Canada and gun rights (February 5, 2006)
Ontario wants power to ban handguns
www.ctv.ca, Feb 5 ’06
Because of the theft of 40 handguns from an Oshawa man’s house:
Ontario’s attorney general says his province should have the right to ban handguns.
…According to Bryant only the police, the military and Olympic sharpshooters should be allowed to have handguns…
“Nobody needs to have a handgun in their house,…”
Criminals don’t pay attention to the part about not being “allowed” to own handguns. It’s very difficult for law-abiding Ontarians to own handguns. But, in any case, these people in government decide what we need and don’t need. They’ve decided that self-defense is not a valid reason for owning a handgun, but I don’t see how that way of thinking could be correct.
Police chiefs continue to support gun registry
toronto.ctv.ca, Jan 29 ’06
The head of Canada’s police chiefs says he will impress upon the new government the merits of the national gun registry, a much-maligned system the Conservatives have promised to scrap.
The gun registry is just one example of this, but the idea with the gun registry is for the government to be aware of personal information about peoples’ lives that they have no business knowing. If there is no reason to suspect a person of a crime, it is equivalent to a forced search of someone’s home without a just cause. It isn’t a legitimate role for the police to be treating all gun-owners like potential criminals.
If you would think along these lines a bit further, you would realize I am questioning a lot of our assumptions about government. It seems to me basically that many Canadians assume that the government owns their lives – not them – and is entitled to know all sorts of personal information about them.
But if the government is our servant and not our master, then where does this idea come from? It’s just the same old desire for power and mastery. Yes, the potential dangers of granting governments limitless power are enormous. People need to have more power over their own lives. Instead, we have the opposite. If government is there as a servant to help make us more secure from criminals, why does it try to make it difficult for us to defend ourselves from criminals?
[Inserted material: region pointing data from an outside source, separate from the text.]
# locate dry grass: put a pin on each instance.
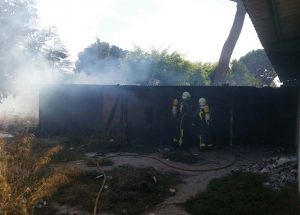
(27, 177)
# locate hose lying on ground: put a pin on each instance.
(153, 158)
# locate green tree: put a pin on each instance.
(258, 64)
(239, 75)
(99, 57)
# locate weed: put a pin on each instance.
(130, 190)
(27, 177)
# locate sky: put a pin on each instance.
(195, 28)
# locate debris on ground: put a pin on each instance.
(280, 171)
(244, 193)
(128, 190)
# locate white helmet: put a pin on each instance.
(202, 101)
(186, 95)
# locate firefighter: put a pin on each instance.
(203, 122)
(185, 113)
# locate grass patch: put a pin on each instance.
(130, 190)
(244, 193)
(181, 156)
(91, 162)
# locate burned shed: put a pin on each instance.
(241, 115)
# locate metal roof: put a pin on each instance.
(277, 23)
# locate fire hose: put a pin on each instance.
(97, 201)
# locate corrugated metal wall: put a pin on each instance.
(260, 116)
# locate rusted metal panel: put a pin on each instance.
(260, 116)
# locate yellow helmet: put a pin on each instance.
(202, 101)
(175, 102)
(186, 95)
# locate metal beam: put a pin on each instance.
(275, 18)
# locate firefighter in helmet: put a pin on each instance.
(185, 113)
(174, 128)
(203, 122)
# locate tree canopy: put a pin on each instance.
(154, 67)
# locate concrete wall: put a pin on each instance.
(260, 116)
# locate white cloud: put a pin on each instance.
(197, 28)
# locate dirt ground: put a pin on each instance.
(193, 182)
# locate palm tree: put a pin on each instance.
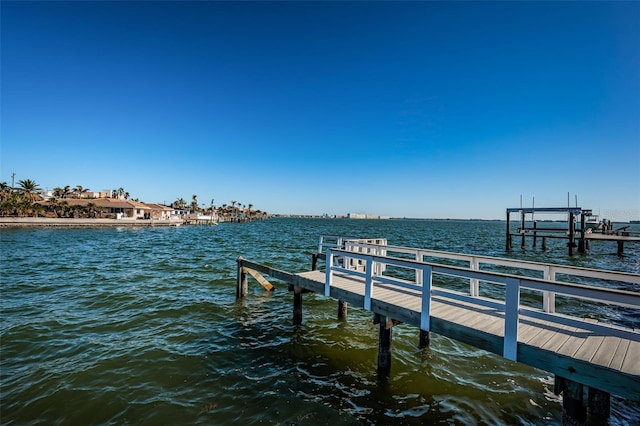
(4, 188)
(29, 189)
(180, 204)
(194, 203)
(58, 192)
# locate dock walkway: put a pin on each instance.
(518, 321)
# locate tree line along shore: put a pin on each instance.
(28, 200)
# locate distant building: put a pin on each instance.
(365, 216)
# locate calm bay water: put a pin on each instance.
(141, 326)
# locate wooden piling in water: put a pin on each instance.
(508, 234)
(297, 305)
(522, 228)
(242, 285)
(574, 411)
(581, 245)
(571, 244)
(342, 309)
(384, 346)
(425, 339)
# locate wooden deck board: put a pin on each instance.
(631, 363)
(607, 351)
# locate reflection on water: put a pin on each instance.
(142, 326)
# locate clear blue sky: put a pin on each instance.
(416, 109)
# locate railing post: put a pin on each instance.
(474, 284)
(368, 284)
(425, 315)
(511, 320)
(328, 273)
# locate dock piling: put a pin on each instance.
(242, 286)
(384, 346)
(297, 305)
(425, 339)
(342, 309)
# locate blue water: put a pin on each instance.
(141, 326)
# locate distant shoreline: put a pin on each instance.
(25, 222)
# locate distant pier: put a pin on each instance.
(575, 231)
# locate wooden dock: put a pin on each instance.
(576, 232)
(588, 358)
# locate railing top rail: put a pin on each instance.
(604, 295)
(525, 264)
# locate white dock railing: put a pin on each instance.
(511, 305)
(477, 262)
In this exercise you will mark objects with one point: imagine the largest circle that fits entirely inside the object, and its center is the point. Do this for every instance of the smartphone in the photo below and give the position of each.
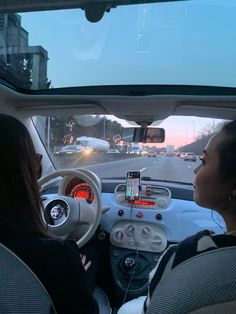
(132, 185)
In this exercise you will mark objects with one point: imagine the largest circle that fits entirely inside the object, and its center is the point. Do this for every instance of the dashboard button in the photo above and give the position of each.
(120, 212)
(146, 232)
(158, 216)
(139, 214)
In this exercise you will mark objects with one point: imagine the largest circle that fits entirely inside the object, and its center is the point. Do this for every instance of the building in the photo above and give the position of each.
(26, 65)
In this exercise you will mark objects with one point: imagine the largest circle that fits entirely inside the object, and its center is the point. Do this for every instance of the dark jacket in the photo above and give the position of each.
(58, 265)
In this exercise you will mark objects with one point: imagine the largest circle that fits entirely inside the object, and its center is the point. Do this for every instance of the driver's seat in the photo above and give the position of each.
(21, 292)
(205, 283)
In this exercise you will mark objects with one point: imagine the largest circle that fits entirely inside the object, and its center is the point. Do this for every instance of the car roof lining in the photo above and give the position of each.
(133, 108)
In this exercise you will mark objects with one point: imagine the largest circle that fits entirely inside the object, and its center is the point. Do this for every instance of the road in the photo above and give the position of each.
(159, 168)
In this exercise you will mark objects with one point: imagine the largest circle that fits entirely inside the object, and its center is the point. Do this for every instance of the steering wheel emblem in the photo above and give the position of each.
(56, 212)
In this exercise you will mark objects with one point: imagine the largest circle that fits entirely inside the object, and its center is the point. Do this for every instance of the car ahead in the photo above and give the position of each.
(152, 153)
(68, 150)
(113, 151)
(96, 70)
(189, 157)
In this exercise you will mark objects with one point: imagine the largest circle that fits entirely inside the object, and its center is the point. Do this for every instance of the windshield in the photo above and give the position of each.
(97, 145)
(184, 42)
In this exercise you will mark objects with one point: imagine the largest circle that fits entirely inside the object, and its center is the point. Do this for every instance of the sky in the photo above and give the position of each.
(185, 42)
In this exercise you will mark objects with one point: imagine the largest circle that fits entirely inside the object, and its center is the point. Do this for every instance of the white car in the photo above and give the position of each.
(189, 157)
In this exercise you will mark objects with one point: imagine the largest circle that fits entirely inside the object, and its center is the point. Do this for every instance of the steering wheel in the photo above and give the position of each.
(64, 214)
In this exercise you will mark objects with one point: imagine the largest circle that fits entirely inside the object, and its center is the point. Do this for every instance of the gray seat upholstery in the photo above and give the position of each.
(203, 284)
(21, 292)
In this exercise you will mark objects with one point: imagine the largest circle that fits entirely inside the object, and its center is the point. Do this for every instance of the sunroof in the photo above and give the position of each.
(180, 43)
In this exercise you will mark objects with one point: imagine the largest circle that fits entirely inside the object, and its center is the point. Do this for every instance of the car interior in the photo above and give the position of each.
(77, 73)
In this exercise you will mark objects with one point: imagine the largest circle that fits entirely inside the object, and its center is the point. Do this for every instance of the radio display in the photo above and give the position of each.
(143, 203)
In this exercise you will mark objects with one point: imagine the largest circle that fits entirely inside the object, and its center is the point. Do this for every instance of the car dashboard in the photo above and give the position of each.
(138, 232)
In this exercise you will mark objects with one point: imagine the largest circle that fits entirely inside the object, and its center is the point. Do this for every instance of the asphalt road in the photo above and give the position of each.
(159, 168)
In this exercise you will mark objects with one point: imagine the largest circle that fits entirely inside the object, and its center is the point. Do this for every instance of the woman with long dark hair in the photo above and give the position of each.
(57, 263)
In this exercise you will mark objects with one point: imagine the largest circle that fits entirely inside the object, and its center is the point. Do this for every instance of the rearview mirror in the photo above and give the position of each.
(143, 135)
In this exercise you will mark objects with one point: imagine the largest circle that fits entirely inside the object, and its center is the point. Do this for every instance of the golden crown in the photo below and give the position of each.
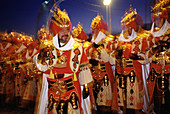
(77, 30)
(60, 18)
(95, 21)
(129, 16)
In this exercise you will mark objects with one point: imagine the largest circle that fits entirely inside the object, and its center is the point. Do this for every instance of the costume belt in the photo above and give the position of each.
(124, 62)
(62, 85)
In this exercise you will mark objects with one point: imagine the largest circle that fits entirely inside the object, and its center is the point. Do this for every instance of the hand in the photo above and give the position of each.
(133, 56)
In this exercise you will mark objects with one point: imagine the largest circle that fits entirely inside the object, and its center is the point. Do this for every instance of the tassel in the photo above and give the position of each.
(51, 74)
(163, 99)
(75, 77)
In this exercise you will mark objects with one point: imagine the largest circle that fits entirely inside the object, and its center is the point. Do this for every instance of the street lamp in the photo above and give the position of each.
(107, 4)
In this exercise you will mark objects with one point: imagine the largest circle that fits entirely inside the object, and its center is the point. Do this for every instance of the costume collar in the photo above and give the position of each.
(130, 38)
(99, 37)
(162, 31)
(68, 46)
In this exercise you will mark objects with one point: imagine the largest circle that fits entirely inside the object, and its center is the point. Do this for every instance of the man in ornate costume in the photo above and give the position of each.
(101, 68)
(128, 70)
(62, 63)
(159, 53)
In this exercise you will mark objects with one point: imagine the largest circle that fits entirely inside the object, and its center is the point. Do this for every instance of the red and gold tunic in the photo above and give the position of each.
(69, 70)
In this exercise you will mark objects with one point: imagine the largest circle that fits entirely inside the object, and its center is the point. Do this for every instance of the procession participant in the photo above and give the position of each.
(79, 33)
(62, 62)
(129, 56)
(158, 81)
(80, 36)
(100, 66)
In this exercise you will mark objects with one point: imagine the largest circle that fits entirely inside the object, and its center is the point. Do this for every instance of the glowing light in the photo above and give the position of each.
(46, 2)
(106, 2)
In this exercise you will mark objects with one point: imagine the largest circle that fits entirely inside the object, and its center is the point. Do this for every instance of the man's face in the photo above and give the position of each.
(159, 21)
(95, 33)
(129, 29)
(64, 35)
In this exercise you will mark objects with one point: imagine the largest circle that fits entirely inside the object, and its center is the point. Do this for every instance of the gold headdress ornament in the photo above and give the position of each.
(77, 30)
(95, 21)
(59, 20)
(131, 19)
(129, 16)
(45, 38)
(99, 24)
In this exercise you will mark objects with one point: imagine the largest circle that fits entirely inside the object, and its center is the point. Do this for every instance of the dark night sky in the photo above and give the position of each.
(25, 15)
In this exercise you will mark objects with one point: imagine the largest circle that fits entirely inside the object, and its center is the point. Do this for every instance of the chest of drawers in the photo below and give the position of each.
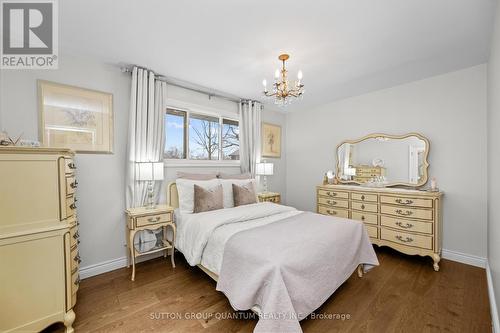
(39, 278)
(409, 221)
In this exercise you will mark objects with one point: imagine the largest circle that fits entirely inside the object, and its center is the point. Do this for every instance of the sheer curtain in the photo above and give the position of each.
(250, 124)
(146, 138)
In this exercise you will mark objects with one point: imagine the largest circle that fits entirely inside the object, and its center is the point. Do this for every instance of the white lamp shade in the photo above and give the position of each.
(265, 169)
(150, 171)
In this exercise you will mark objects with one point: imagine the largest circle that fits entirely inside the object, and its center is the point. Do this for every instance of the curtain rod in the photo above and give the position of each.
(185, 85)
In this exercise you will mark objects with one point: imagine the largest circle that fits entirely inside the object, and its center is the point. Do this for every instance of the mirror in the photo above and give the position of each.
(381, 160)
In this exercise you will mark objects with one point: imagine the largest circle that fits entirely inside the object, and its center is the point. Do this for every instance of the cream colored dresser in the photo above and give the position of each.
(38, 239)
(409, 221)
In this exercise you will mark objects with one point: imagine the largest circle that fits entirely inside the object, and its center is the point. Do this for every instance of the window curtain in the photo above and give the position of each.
(146, 138)
(250, 125)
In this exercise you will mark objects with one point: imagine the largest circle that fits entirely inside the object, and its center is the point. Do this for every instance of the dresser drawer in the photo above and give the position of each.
(73, 233)
(75, 282)
(70, 206)
(75, 259)
(404, 238)
(333, 202)
(69, 165)
(365, 217)
(371, 231)
(406, 201)
(333, 194)
(366, 207)
(333, 212)
(153, 219)
(71, 185)
(364, 197)
(407, 225)
(414, 213)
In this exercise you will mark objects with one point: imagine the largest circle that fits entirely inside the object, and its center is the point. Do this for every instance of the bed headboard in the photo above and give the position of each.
(172, 195)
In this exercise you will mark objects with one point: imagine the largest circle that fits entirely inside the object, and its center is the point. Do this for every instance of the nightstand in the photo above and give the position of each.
(142, 218)
(269, 197)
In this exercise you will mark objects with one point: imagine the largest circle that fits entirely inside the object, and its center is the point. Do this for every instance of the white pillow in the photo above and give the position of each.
(227, 189)
(185, 188)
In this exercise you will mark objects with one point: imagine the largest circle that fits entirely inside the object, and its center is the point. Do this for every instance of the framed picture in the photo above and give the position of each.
(271, 140)
(75, 118)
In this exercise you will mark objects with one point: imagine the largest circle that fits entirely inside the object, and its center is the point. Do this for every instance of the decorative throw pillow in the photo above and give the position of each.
(207, 199)
(244, 195)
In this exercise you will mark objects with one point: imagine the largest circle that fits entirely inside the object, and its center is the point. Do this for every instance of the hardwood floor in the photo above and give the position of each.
(403, 294)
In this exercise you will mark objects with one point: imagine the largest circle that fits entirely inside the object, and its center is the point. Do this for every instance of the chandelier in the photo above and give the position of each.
(282, 92)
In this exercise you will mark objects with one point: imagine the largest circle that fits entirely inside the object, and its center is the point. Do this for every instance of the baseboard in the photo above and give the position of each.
(493, 302)
(464, 258)
(111, 265)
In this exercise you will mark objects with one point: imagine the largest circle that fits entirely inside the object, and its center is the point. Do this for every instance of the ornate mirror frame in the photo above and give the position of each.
(389, 136)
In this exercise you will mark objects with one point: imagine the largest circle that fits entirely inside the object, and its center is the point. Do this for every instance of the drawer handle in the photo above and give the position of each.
(405, 213)
(404, 240)
(77, 258)
(407, 226)
(405, 202)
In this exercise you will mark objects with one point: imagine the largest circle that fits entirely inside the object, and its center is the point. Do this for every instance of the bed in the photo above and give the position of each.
(278, 261)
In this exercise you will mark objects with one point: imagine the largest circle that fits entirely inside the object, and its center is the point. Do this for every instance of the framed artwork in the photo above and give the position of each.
(271, 140)
(75, 118)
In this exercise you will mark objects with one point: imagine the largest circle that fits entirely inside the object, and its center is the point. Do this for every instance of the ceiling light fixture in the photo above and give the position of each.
(282, 92)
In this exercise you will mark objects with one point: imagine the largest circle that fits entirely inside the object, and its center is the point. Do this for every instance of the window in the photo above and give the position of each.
(230, 140)
(175, 143)
(196, 136)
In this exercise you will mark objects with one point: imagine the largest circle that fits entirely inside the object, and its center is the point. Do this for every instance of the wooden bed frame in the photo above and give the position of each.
(173, 201)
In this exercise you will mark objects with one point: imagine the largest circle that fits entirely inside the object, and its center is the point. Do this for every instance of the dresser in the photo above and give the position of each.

And the tendency to not want to hold criminals accountable for their actions – the failed justice system – this fits in fine with the idea that we are helpless children and not responsible for our own lives. Many seem to want to believe that the government is responsible for every aspect of our lives. Otherwise, how would they be able to control others? The idea of recognizing individual rights and the need to defend them against criminals or others must seem completely disgusting to them. “Oh, you want to let other people – nasty, selfish people unlike me – decide what’s in their own interest and what’s best for themselves!?”